The worm appears in e-mail messages with the subject “Here you have,” and contains what seems to be a link to an Adobe PDF file. In fact the link takes the victim to a Web page hosted on the members.multimania.co.uk domain that then tries to download a screensaver (.scr) file. If the user agrees to installing that file, he is then infected by the worm, which mails itself to his e-mail contacts.

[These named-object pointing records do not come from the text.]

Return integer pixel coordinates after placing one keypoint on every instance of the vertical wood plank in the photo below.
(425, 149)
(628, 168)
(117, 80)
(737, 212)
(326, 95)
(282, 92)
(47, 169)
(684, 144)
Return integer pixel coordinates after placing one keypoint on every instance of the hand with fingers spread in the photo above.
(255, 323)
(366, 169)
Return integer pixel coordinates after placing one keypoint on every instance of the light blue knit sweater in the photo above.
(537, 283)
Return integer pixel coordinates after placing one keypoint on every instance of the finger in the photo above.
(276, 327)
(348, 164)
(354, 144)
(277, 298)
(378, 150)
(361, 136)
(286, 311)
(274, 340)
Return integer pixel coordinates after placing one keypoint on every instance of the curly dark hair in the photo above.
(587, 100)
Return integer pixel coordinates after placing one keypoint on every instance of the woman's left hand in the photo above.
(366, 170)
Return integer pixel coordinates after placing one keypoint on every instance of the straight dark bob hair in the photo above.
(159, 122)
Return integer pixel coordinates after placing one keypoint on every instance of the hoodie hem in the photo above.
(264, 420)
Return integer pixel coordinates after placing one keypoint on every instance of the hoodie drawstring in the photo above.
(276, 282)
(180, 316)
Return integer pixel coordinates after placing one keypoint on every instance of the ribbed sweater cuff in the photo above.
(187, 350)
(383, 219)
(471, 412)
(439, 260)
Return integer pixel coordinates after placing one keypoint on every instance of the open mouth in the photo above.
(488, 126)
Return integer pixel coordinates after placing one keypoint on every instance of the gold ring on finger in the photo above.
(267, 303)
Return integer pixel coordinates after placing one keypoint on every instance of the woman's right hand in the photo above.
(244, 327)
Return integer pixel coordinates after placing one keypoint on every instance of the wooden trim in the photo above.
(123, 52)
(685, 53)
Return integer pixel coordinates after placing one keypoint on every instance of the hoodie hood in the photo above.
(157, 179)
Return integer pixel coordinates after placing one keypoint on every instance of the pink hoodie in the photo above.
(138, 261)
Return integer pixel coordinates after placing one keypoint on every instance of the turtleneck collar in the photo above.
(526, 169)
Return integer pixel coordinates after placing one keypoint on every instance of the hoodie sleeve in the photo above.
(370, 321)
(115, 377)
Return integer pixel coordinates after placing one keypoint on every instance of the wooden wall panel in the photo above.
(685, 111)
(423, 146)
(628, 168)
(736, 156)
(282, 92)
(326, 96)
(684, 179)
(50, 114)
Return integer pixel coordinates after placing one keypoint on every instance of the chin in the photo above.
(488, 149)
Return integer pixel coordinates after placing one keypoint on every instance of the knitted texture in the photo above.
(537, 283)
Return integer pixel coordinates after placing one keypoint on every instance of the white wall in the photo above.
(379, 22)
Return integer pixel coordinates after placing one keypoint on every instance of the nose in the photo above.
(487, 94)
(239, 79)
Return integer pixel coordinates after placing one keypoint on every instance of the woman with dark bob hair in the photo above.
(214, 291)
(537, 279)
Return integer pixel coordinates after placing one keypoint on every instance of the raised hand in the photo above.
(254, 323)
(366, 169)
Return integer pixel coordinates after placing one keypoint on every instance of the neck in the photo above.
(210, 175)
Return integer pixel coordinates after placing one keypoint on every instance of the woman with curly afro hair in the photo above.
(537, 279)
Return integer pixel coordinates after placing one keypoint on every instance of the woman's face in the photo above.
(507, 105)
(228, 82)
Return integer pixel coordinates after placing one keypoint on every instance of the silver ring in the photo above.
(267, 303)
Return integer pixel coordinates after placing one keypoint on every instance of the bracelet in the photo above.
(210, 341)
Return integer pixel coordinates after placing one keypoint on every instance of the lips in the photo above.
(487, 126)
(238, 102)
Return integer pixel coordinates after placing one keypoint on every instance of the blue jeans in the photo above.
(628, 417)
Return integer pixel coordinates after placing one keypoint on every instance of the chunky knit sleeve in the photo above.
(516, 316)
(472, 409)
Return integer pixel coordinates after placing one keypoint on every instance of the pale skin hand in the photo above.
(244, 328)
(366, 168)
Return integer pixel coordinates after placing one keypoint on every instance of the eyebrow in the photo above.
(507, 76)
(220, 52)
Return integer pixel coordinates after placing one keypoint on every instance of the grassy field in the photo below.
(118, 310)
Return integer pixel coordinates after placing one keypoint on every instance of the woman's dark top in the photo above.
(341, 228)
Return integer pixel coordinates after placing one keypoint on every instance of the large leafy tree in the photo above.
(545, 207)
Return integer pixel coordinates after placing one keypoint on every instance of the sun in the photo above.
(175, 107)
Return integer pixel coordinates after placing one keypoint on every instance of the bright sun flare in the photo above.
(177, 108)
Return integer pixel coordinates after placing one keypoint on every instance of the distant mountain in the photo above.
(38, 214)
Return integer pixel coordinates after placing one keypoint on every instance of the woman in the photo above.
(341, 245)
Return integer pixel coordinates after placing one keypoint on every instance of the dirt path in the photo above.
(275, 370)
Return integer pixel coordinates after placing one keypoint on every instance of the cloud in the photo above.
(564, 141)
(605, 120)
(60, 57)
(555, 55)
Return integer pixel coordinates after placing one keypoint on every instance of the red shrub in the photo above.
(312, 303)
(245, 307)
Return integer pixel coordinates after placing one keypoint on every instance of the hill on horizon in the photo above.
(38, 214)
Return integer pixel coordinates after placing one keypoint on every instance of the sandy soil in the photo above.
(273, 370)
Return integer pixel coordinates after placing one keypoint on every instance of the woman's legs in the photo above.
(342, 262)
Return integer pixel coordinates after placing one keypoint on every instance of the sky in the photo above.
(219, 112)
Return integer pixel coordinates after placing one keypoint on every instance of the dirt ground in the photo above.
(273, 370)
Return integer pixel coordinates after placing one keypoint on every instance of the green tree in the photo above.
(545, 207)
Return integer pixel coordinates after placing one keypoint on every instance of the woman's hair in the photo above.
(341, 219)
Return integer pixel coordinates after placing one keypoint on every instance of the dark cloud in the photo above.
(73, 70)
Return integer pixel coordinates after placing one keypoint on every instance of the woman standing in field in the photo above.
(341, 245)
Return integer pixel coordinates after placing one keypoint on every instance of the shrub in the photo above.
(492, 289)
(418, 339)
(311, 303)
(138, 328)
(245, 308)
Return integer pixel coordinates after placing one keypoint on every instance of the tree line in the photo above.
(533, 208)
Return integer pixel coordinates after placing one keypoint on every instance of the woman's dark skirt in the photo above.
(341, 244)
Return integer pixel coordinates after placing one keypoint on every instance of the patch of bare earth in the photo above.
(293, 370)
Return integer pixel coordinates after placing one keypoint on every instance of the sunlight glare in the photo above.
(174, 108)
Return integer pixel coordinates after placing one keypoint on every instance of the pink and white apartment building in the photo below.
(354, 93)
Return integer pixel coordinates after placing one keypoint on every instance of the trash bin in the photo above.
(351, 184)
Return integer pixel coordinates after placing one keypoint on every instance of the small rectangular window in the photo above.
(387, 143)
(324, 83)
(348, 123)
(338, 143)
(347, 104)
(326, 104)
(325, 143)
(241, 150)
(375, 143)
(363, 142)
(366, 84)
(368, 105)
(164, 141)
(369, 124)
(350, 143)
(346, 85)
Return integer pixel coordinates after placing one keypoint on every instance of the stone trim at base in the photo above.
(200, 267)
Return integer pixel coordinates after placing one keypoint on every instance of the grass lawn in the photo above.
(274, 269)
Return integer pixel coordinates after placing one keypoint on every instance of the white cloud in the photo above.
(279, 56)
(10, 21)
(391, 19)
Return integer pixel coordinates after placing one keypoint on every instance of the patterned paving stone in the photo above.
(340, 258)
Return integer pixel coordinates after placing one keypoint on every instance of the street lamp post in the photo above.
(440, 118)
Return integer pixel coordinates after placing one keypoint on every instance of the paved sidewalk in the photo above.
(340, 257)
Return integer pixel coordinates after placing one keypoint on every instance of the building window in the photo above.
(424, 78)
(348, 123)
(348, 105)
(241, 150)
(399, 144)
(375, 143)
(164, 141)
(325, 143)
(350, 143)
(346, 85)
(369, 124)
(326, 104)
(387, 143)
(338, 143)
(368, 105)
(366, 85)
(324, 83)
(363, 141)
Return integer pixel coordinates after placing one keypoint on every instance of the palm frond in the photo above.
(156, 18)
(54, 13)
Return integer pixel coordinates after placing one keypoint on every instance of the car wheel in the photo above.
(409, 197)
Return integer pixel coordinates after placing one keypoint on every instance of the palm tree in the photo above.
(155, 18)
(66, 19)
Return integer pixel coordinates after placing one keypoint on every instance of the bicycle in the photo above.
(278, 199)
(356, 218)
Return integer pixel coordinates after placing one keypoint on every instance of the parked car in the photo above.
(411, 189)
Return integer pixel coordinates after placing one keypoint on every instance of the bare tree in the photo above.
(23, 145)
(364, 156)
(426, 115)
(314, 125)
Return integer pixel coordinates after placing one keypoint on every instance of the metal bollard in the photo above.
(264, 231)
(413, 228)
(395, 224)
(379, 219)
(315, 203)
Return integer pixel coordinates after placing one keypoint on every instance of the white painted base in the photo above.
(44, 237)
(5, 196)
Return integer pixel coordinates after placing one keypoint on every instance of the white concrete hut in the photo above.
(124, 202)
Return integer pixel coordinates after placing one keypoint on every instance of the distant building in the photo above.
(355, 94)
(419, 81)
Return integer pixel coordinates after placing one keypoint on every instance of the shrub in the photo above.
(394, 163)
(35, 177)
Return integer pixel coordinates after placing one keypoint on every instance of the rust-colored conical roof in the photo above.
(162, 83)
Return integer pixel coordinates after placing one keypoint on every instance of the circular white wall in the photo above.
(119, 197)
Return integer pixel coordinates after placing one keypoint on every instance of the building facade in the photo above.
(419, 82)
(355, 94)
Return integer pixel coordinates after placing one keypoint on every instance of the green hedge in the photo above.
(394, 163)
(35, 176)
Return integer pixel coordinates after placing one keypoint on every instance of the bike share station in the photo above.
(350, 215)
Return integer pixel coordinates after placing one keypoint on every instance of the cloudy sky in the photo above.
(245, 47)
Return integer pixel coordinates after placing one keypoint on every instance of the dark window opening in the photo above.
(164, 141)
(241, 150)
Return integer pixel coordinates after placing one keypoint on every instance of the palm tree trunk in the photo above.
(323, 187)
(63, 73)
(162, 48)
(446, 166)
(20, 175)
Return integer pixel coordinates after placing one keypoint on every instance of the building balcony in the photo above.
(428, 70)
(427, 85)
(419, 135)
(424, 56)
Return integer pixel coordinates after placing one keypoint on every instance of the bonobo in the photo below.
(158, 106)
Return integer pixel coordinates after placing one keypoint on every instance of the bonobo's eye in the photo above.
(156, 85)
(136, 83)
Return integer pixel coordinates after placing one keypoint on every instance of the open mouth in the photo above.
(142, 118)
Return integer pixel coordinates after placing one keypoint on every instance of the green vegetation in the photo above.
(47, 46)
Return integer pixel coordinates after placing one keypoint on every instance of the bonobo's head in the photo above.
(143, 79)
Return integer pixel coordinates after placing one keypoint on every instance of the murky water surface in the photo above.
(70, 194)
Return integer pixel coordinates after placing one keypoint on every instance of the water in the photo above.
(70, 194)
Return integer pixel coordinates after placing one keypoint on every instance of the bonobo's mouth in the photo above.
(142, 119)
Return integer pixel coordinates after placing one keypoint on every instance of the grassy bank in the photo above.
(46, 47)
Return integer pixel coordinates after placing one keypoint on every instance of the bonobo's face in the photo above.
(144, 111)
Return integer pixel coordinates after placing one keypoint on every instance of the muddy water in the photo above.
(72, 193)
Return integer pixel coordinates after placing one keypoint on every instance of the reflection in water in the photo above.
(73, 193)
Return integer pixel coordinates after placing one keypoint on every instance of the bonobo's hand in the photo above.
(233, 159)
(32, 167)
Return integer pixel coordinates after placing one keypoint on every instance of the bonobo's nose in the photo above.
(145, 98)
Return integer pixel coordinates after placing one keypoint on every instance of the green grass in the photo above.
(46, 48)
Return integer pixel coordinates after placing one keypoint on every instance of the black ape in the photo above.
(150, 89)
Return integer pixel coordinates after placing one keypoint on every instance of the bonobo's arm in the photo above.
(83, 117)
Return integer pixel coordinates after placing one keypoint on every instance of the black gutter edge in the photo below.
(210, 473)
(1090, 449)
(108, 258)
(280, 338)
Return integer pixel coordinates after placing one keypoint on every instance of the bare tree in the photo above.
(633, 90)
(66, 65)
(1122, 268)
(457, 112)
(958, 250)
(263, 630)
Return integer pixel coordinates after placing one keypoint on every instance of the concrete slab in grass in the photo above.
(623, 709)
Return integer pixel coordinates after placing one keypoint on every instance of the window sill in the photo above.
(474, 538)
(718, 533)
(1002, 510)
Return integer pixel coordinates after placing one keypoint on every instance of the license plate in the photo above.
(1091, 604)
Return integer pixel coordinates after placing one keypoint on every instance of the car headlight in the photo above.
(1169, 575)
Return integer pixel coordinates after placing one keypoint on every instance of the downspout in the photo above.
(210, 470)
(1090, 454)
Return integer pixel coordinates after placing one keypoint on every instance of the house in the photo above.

The worm has been moving a great deal through corporate environments, it affects users of Outlook but it is unclear if it affects other email clients. It has been bogging down email servers as it mails itself to the whole address book. It is also copying itself to local hard drives and network share drives. Major companies like Disney, Proctor and Gamble, Comcast, and even NASA are currently grappling with the worm.
As of Thursday afternoon the worm was mostly undetected by anti-virus programs but they are starting to add it to their definitions. It appears that the malicious screensaver has been taken down from members.multimania.co.uk so the infections should start to abate. The lesson learned from this is that even such basic techniques as a little social engineering and an attack technique from 8 years ago will still yield impressive results and it is always important to be mindful of security while on the computer.